- O senador Esperidião Amin (PP-SC), relator do projeto de dosimetria na Comissão de Constituição e Justiça do Senado, não garantiu a inclusão de anistia em seu relatório.
- Ele afirmou que é muito provável que apareça alguma emenda pedindo a inclusão da anistia, mas não há compromisso de que isso vá entrar no texto.
- O comentário ocorreu após a aprovação do texto na Câmara, em regime de urgência, com o deputado Paulinho da Força (Solidariedade-SP) como autor do projeto.

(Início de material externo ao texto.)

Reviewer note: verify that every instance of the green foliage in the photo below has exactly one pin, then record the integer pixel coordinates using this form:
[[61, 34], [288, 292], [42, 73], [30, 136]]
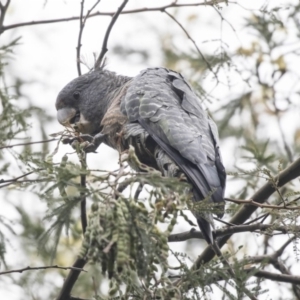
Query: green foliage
[[126, 239]]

- O presidente da CCJ, Otto Alencar (PSD-BA), anunciou Amin como relator logo após a aprovação na Câmara.
- Existem expectativas de pedidos de vista durante a leitura do relatório, o que pode atrasar a votação para depois do recesso, com Randolfe Rodrigues (PT-AP) já sinalizando a intenção.
O senador Esperidião Amin, relator do projeto da dosimetria na CCJ do Senado, não garantiu a inclusão de uma anistia em seu relatório. Ainda assim, disse que é muito provável que apareça alguma emenda pedindo essa medida. A afirmação ocorreu nesta quarta-feira, após a aprovação do texto na Câmara em regime de urgência.
Logo após a aprovação, o presidente da CCJ, Otto Alencar, anunciou Amin como relator. Embora haja possibilidade de emendas, Amin avalia que a inclusão da anistia possui baixa probabilidade de aprovação.
A leitura do relatório deve contar com pedidos de vista, o que pode atrasar a votação para depois do recesso. Randolfe Rodrigues já sinalizou a intenção de solicitar vista.
Emendas e cronograma
A expectativa é de que haja pedidos de vista durante a apreciação, dificultando um desfecho ainda neste ano. A tendência é que a votação ocorra apenas após o recesso, conforme avaliação de senadores.